Effective immunotherapies activate natural antitumor immune responses in patients undergoing treatment. The ability to monitor immune activation in response to immunotherapy is critical in measuring treatment efficacy over time and across patient cohorts. Protein arrays are systematically arranged, large collections of annotated proteins on planar surfaces, which can be used for the characterization of disease-specific and treatment-induced antibody repertoires in individuals undergoing immunotherapy. However, the absence of appropriate image analysis and data processing software presents a substantial hurdle, limiting the uptake of this approach in immunotherapy research. We developed a first, automated semiquantitative open-source software package for the analysis of widely used protein macroarrays. The software allows accurate single array and inter-array comparative studies through the tackling of intra-array inconsistencies arising from experimental disparities. The innovative and automated image analysis process includes adaptive positioning, background identification and subtraction, removal of null signals, robust statistical analysis, and protein pair validation. The normalized values allow a convenient semiquantitative data analysis of different samples or timepoints. Enabling accurate characterization of sample series to identify disease-specific immune profiles or their relative changes in response to treatment may serve as a diagnostic or predictive tool of disease.
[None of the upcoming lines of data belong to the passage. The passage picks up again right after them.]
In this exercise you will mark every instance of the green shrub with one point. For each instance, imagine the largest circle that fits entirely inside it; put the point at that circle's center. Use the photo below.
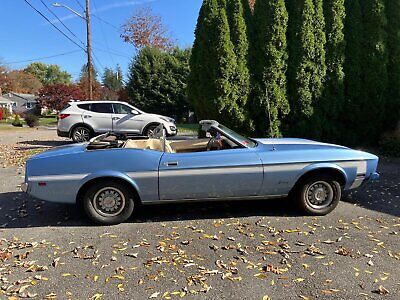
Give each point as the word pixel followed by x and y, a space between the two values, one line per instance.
pixel 17 122
pixel 390 146
pixel 32 120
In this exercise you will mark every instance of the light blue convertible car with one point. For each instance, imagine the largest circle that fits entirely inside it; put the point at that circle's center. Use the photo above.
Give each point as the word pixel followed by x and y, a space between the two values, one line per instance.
pixel 111 175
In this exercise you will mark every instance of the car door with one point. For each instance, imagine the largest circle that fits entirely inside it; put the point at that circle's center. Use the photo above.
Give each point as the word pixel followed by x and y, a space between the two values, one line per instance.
pixel 126 121
pixel 210 174
pixel 99 117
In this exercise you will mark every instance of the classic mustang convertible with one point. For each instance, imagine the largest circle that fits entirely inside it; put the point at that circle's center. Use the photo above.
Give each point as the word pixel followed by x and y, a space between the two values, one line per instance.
pixel 111 175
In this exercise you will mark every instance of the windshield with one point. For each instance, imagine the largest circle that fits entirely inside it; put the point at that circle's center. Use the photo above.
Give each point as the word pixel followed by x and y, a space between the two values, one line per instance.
pixel 241 139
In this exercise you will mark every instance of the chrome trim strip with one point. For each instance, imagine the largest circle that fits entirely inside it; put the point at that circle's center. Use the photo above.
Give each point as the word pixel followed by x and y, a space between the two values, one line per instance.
pixel 58 177
pixel 215 199
pixel 211 170
pixel 145 174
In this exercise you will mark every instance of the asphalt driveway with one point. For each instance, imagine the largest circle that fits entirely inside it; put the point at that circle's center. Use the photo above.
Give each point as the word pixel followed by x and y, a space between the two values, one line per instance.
pixel 237 250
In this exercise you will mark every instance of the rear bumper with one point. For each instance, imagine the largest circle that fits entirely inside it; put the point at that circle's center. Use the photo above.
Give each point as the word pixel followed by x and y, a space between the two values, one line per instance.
pixel 374 177
pixel 62 133
pixel 25 187
pixel 362 180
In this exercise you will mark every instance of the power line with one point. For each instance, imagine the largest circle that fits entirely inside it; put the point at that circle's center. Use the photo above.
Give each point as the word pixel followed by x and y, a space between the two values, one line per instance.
pixel 106 22
pixel 62 23
pixel 104 37
pixel 41 58
pixel 113 52
pixel 58 29
pixel 79 3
Protein arrays are a well-established proteomic tool for the simultaneous analysis of thousands of interaction partners, generally manufactured in a microarray format through the immobilization of purified proteins on chemically modified microscope slides.1 An alternative to the microarray format are protein macroarrays produced by printing annotated libraries of E. coli clones, expressing recombinant human protein, on large 22 × 22 cm polyvinylidene fluoride (PVDF) membranes.2,3 Since their introduction in the early 2000s, the protein macroarrays have been frequently used with around 100 published studies in a wide range of applications from protein–protein,4,5 peptide–protein,6,7 enzyme–substrate,8,9 and post-translational modification interaction studies,10,11 to antibody specificity validation,12,13 antibody target discovery,14,15 antibody isotyping,16–18 and clinical autoantibody screening.11,16,19 The extensive usage of the protein macroarrays can be attributed to two innate characteristics unique to the platform: (i) E.coli expression clones are spotted directly on PVDF membranes, ensuring consistent protein concentrations intrinsic to each individual expression clone, thereby avoiding the need for cumbersome large-scale protein purification and characterization procedures essential for the generation of most protein microarray formats; and (ii) each individual colony spot on the macroarray comprises a single recombinant human protein and a collection of all E.coli proteins, thereby providing a natural bacterial protein blocking background consistent across the entire array and, hence, ensuring excellent experimental signal-to-noise ratios (SNRs).20
While users of protein microarrays may draw on dedicated commercial and open-source microarray analysis software packages,21,22 such packages are not suitable for protein macroarrays due to the large array size and associated image resolution characteristics.23,24 Protein macroarray analysis options are, thus, far limited to image data processing of subsections of the array25,26 or universal manufacturer-provided scanner software packages.10 More dedicated software packages such as VisualGrid (GPC Biotech)19,27 or Aida Image Analyser (Raytest)5,28 rely on either operator-based decision making or fixed spot diameter measurements. Both are not suitable for semiquantitative comparative studies. Here, we aim to develop an automated open-source software package dedicated to the semiquantitative analysis of protein macroarrays. The applications of the software range from non-clinical protein array binding studies to disease-associated immune antibody profiles with particular relevance to the comparative cohort or longitudinal clinical studies such as analyses of the response to immunotherapy treatment. We use MathWorks MATLAB version 2019b as the platform. The code is available for use in the supplementary material.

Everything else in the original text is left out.